Fish Hatchery
Fish Hatchery
a type of fish farm that has one or more bodies of water for the spawning and rearing of the fry of semimigratory fishes (carp, European bream, pike perch). Fish hatcheries are set up on commercial bodies of water (in river deltas or reservoirs) in order to systematically fill them with fish fry when natural spawning is hampered or curtailed. The fry are reared up to the migration stage (when, under natural conditions, they migrate to feeding areas) and released in rivers. The rearing period lasts from 1½ to two months. In the USSR there are fish hatcheries in the deltas of the Volga, Don, Kuban, and Kura rivers, as well as in the Tsimlianskoe and other reservoirs. Hundreds of millions of fry of valuable commercial fishes are annually released in rivers.
Fish Hatchery
an enterprise engaged in incubating the roe and raising the fry of valuable types of fish. Fish hatcheries have a number of special facilities. There are ponds for keeping the parent fish until maturation of the sexual products. In addition to the hatchery equipment and incubating units, there are tanks and ponds for raising the young carp, sturgeon, salmon, and herbivorous fishes (amur, silver carp). The young carp and other pond fishes are raised on pond farms; the young of certain commercial fishes, such as salmon and sturgeon, are released into natural bodies of water.

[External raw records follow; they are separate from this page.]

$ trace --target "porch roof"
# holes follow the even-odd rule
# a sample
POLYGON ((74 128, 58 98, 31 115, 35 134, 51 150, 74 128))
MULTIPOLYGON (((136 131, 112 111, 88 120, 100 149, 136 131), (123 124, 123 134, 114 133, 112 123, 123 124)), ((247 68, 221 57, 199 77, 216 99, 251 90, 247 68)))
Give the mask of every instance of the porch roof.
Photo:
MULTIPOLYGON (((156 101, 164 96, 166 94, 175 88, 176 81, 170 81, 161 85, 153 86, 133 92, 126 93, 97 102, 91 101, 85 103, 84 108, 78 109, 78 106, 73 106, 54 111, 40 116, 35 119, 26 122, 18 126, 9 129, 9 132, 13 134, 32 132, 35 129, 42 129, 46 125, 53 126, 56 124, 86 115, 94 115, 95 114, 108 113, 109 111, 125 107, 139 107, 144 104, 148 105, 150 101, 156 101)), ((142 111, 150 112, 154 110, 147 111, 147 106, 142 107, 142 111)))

In 1973 the USSR had 128 fish hatcheries, located in the basin of the Barents Sea, the White Sea, the Caspian Sea, the Sea of Azov, the Black Sea, and the Pacific Ocean. That year the hatcheries produced approximately 10 billion young fish for subsequent raising in ponds and natural bodies of water. There are large networks of fish hatcheries in all fish-raising regions of the world.